2.1 INTRODUCTION
Elman's neural network models, along with most other statistical approaches to language acquisition, assume that there is sufficient information in the input stream of words for the system to build a word classifier from scratch. This approach emphasizes frequency-based statistical inference, featuring various methods of mechanically extracting relevant information from the language input. The hope is that a coherent "inductive" theory of language acquisition will emerge. Although Elman's work showed that such a classifier could be built from scratch, the implementations were restricted to "toy" domains, and they have not yet yielded an "inductive" theory of acquisition.
A key disadvantage of frequency-based statistical approaches is that their statistics only become meaningful in the limit. With frequency based approaches, the data set must contain a large number of examples of each lexeme and each grammatical construct. Thus, low-frequency words must be ignored. Yet, humans are often capable of making linguistic generalizations on the basis of only a few examples, or even on the basis of a single example. Steven Pinker (1984) indicates that there is a severe paucity of data available to humans learning lexical categories. This implies that the child will need to learn much of the required information after one (or very few) relevant examples. This observation coincides with the version of Zipf's Law that states: There will always be a large tail of words that appear only a few times.
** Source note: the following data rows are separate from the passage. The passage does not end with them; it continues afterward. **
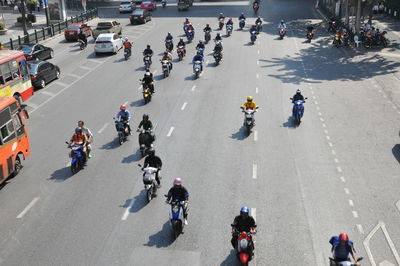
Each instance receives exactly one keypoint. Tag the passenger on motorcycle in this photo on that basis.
(89, 137)
(198, 57)
(243, 223)
(153, 161)
(125, 116)
(342, 248)
(179, 192)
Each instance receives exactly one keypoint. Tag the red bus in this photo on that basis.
(14, 139)
(14, 75)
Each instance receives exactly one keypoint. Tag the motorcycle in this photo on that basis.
(298, 110)
(145, 141)
(245, 248)
(127, 53)
(169, 45)
(345, 263)
(147, 61)
(229, 28)
(249, 118)
(197, 68)
(165, 67)
(122, 131)
(190, 35)
(176, 217)
(221, 23)
(217, 57)
(82, 44)
(310, 35)
(253, 37)
(282, 33)
(181, 52)
(207, 36)
(77, 157)
(149, 181)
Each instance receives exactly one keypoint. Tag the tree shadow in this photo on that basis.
(396, 152)
(161, 239)
(61, 175)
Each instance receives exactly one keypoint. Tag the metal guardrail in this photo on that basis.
(50, 31)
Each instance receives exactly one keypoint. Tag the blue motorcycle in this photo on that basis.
(298, 110)
(77, 157)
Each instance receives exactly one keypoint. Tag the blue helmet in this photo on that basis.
(244, 209)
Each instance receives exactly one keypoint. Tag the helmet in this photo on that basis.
(177, 181)
(344, 237)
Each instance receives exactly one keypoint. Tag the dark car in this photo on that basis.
(36, 52)
(42, 72)
(140, 16)
(71, 33)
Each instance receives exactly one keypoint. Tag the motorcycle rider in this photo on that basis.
(89, 137)
(148, 52)
(198, 57)
(179, 192)
(127, 45)
(148, 81)
(342, 248)
(153, 161)
(79, 139)
(167, 56)
(243, 223)
(125, 116)
(82, 37)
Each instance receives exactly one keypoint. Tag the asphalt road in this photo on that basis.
(337, 172)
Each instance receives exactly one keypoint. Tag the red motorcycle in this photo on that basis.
(245, 248)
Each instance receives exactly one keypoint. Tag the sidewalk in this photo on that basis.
(10, 17)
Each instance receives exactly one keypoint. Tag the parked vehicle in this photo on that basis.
(36, 52)
(107, 43)
(126, 7)
(42, 72)
(107, 27)
(71, 32)
(140, 16)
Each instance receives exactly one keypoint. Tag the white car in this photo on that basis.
(108, 43)
(126, 6)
The neural nets that Elman uses are complex statistical inference machines. In this chapter we investigate whether simpler statistics - based on the outputs of Elman's word-categorization model - can replicate his results. Although we will be unsuccessful in actually duplicating his results, our investigation will yield a representation that replicates the portion of his results that are most applicable to our research. This representation is based on the contexts in which the words actually occur, and forms the basis for our "occurrence-based" model of word categorization (see Chapter 3).